El quimo ingresa al intestino delgado, donde las enzimas pancreáticas y la bilis del hígado completan la descomposición de grasas, proteínas y carbohidratos. Los nutrientes atraviesan las vellosidades intestinales como pequeñas proyecciones que recubren la pared intestinal y entran al torrente sanguíneo como glucosa, aminoácidos, ácidos grasos, vitaminas y minerales (Furness, De Giorgio y Costa, 2013).

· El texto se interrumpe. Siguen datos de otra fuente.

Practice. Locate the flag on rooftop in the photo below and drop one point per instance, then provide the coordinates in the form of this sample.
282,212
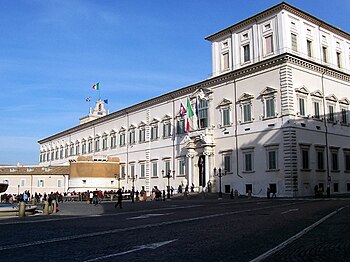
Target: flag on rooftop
182,110
189,108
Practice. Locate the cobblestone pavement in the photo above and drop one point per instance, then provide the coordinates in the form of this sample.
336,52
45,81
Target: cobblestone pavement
330,241
200,228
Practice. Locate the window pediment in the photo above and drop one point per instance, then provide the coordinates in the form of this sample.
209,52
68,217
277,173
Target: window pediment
201,93
154,121
302,90
166,118
245,96
344,101
332,98
268,91
224,102
132,126
317,93
142,124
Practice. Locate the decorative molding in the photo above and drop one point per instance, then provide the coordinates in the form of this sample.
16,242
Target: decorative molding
275,10
317,93
268,91
303,90
344,101
224,102
245,96
332,98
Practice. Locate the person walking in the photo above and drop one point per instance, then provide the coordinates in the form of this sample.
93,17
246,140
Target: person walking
132,195
119,199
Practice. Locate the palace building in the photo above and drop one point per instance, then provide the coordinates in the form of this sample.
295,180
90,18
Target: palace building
274,114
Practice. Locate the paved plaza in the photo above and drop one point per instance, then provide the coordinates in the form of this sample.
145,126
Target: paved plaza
194,229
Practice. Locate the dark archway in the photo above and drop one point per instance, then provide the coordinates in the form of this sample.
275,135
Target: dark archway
201,169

El material restante pasa al intestino grueso, donde se reabsorben el agua y los electrolitos antes de la eliminación de desechos.
Desde nutrientes hasta combustible
Una vez absorbida, la glucosa circula como principal fuente de energía para la mayoría de las células, especialmente durante el ejercicio de intensidad moderada a alta. El exceso de glucosa se almacena como glucógeno en los músculos y el hígado para su rápida liberación cuando aumenta la demanda (Sherman et al., 1981). Los ácidos grasos —derivados de las grasas de la dieta y las almacenadas— proporcionan un combustible denso y de combustión más lenta. Por el contrario, los aminoácidos de las proteínas favorecen la reparación de los tejidos o pueden convertirse en energía cuando sea necesario (Rolfe y Brown, 1997).

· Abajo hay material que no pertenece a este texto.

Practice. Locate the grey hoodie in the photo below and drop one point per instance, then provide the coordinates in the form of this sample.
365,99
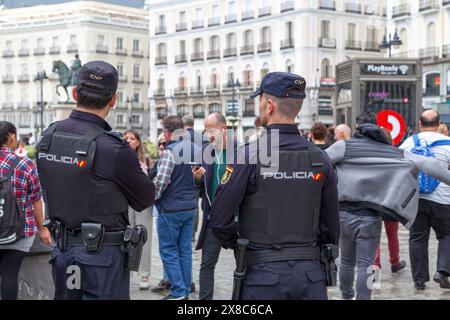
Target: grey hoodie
376,175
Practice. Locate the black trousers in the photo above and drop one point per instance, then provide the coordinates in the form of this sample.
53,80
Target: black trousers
10,263
436,216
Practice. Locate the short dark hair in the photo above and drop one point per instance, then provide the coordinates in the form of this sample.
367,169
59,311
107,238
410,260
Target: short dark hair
367,117
6,128
319,131
93,101
172,123
430,122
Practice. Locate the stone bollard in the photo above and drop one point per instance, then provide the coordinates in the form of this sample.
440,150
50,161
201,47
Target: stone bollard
35,277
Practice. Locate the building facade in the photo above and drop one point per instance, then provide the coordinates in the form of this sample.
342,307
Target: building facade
424,28
199,49
33,38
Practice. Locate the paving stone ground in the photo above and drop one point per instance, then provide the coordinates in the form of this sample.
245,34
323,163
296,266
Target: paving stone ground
392,286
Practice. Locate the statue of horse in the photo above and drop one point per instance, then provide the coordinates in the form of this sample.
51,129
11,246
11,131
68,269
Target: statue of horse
65,77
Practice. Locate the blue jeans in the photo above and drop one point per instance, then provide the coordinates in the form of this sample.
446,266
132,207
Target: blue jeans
175,249
359,240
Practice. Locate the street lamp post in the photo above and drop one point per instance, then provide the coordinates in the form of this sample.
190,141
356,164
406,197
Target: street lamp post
233,85
393,42
41,76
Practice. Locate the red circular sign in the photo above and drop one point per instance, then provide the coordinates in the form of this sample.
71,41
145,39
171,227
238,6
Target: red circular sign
393,122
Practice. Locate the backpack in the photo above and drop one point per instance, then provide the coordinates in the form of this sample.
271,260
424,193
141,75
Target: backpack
427,184
12,219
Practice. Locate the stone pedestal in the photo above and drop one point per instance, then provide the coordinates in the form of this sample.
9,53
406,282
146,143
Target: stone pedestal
35,277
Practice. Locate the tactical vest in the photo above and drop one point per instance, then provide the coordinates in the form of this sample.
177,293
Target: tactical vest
285,208
71,193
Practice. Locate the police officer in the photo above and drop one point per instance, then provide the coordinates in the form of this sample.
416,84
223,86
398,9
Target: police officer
287,207
90,176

Las vitaminas, los minerales y el agua son cofactores esenciales para estos procesos, ya que regulan la actividad enzimática, el equilibrio de líquidos y la función nerviosa (Thomas, Erdman y Burke, 2016). La fibra dietética, aunque indigerible, favorece un tránsito intestinal saludable y contribuye al buen funcionamiento de la microbiota intestinal, lo que a su vez facilita la absorción de nutrientes.
Por qué las pequeñas diferencias importan para los atletas
Los atletas de resistencia someten a los sistemas digestivo y metabólico a exigencias extremas. La rápida absorción de carbohidratos retrasa la fatiga al mantener estables los niveles de glucosa en sangre y preservar el glucógeno muscular (Sherman et al., 1981). Una hidratación insuficiente perjudica el rendimiento y aumenta el riesgo de sufrir insolación (Sawka y Montain, 2000). Las comidas inoportunas o demasiado complejas pueden provocar malestar gastrointestinal, interrumpiendo el aporte energético durante el entrenamiento o las competiciones (de Oliveira, Burini y Jeukendrup, 2014).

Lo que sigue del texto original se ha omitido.